Let's look at basic statistics and feature distributions.

In [None]:
display(df.describe(include='all'))
print('\nMissing values per column:')
print(df.isnull().sum())


## 6. Preprocessing & Pipeline

We'll one-hot encode categorical features and scale numeric features.

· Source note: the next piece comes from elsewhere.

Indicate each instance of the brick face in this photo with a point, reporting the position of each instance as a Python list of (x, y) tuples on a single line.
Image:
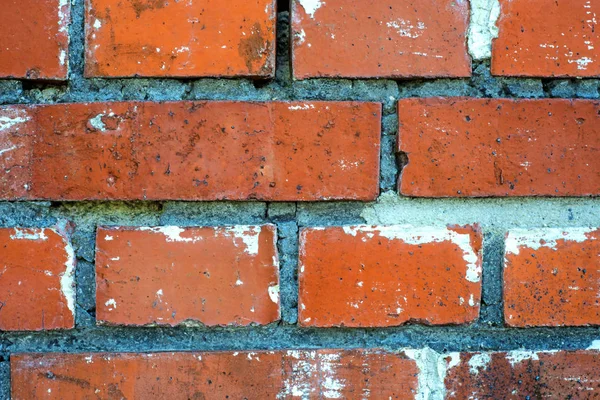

Then a RandomForestRegressor will be trained.

In [None]:
# Define features
TARGET = 'price'
FEATURES = [c for c in df.columns if c != TARGET]
categorical_cols = df.select_dtypes(include=['object', 'category']).columns.tolist()
numerical_cols = df.select_dtypes(include=[np.number]).columns.tolist()
if TARGET in numerical_cols:
    numerical_cols.remove(TARGET)

print('Categorical cols:', categorical_cols)
print('Numerical cols:', numerical_cols)

numeric_transformer = Pipeline(steps=[
    ('scaler', StandardScaler())
])
cat_transformer = Pipeline(steps=[
    ('onehot', OneHotEncoder(handle_unknown='ignore'))
])

preprocessor = ColumnTransformer(
    transformers=[
        ('num', numeric_transformer, numerical_cols),
        ('cat', cat_transformer, categorical_cols)
    ]
)

model = RandomForestRegressor(n_estimators=100, random_state=42)

pipeline = Pipeline(steps=[('preprocessor', preprocessor), ('model', model)])

print('Pipeline ready')


## 7. Train / Test split and training


In [None]:
X = df[FEATURES]
y = df[TARGET]

X_train, X_test, y_train, y_test = train_test_split(X, y, test_size=0.2, random_state=42)

pipeline.fit(X_train, y_train)
print('Model trained')


In [None]:
# Evaluation
preds = pipeline.predict(X_test)
mae = mean_absolute_error(y_test, preds)
r2 = r2_score(y_test, preds)
print(f'Mean Absolute Error: {mae:.3f}')
print(f'R^2 score: {r2:.3f}')


In [None]:
# 8. Save model to a pickle file
model_filename = 'laptop_price_model.pkl'
with open(model_filename, 'wb') as f:
    pickle.dump(pipeline, f)
print(f'Model saved to {model_filename}')


In [None]:
# 9. Example: load model and predict on a single sample
with open(model_filename, 'rb') as f:
    loaded = pickle.load(f)

sample = X_test.iloc[0:1]
print('Sample features:\n', sample)
print('Predicted price:', loaded.predict(sample))


## 10. How to upload this project to GitHub

1. Create a new repository on GitHub (e.g., `laptop-price-predictor`).
2. Add this notebook file `laptop_price_predictor.ipynb` to the repository root.
3. If you used a separate CSV, upload it as well (e.g., `laptop_price.csv`).
4. Add a `README.md` describing the project, dependencies, and sample results.
5. Commit and push. Recruiters will be able to preview the notebook on GitHub (static view) and download to run locally.

Optional: Include `requirements.txt` with pinned package versions.


----
You can edit this notebook (author name, dataset path, model choices) before uploading. Good luck!